Print Posted on 23/08/2017

Things to look for when buying an old house

Things to look for when buying an old house

Got your eye on a fixer-upper? Old houses have a certain charm, however there are a number of things you should look for or ask about before taking the plunge and signing on the dotted line. Doing so may help you avoid unexpected expenses and heartbreak as the renovation moves forward.

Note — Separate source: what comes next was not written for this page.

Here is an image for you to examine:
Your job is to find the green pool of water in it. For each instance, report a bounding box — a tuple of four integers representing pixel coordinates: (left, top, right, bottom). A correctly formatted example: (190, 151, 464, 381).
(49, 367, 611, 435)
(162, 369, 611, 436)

Thanks to Safewise, here’s a list of the top 4 things you should look for before purchasing:

  • Old or substandard electrical and plumbing - rewiring and updating plumbing are both expensive and extensive projects, which is why many older homes still have their original knob-and-tube wiring and cast-iron pipes. Both pose safety risks, as an old electrical system can cause a fire, and corroded pipes can result in leaks and weak water flow. Evaluate the age of the wiring and pipes and ask when they were last updated. If the home still has the original systems, get a quote to see how much they would cost to replace. If the sellers have updated the electrical and plumbing, make sure the new wiring and pipes are up to code to ensure they’re running safely, efficiently, and legally.
  • Hazardous materials - older homes are more likely to contain hazardous materials, including lead and asbestos. Lead was commonly used in exterior and interior paint up until 1978 and within plumbing systems built before the mid-1980s. This lead can leak into the environment and the water system, causing significant health issues. Asbestos was also used in gas fireplaces, insulation, roofing, and wallboard patching compounds up until the 1970s, when officials became aware of the health risks. If you’re considering a home built before 1978, you should be aware that the home likely contains these hazardous materials. Before purchasing, you may want to investigate lead paint removal services and costs for eliminating popcorn ceilings and other materials that potentially contain asbestos.
  • Foundation or structural concerns - over time, even the most solidly built homes can form cracks and unevenness in the foundation slab. This can cause corrosion, dry rot, moisture damage, and other risks. When inspecting an older home, check for doors and windows that jam easily, visible wall cracks, cracked tile, and uneven floors, as these are common signs of foundation problems. Foundation repairs can escalate to over $10,000, depending on the extent of the structural issues — and homeowners insurance won’t cover these costs. If a home has foundation concerns but you still want to move forward with the purchase, consider negotiating the repair costs into the purchase price, or account for the extra repair costs in your budget.
  • Dysfunctional smoke alarms and carbon monoxide detectors - in many states, smoke alarms and carbon monoxide detectors are required on every level of a home. But even if a home features both, they may be outdated or not working properly. As smoke alarms and carbon monoxide detectors usually aren’t a priority when house hunting, it’s easy to forget to make sure they are present and test to see if they are working properly. Check the alarms and detectors throughout the home and consider upgrading to a newer and smarter option that connects with your phone via an app so you can monitor the security of your home from any location. Place a carbon monoxide detector on every level of your home, and a smoke alarm in every room for optimal safety.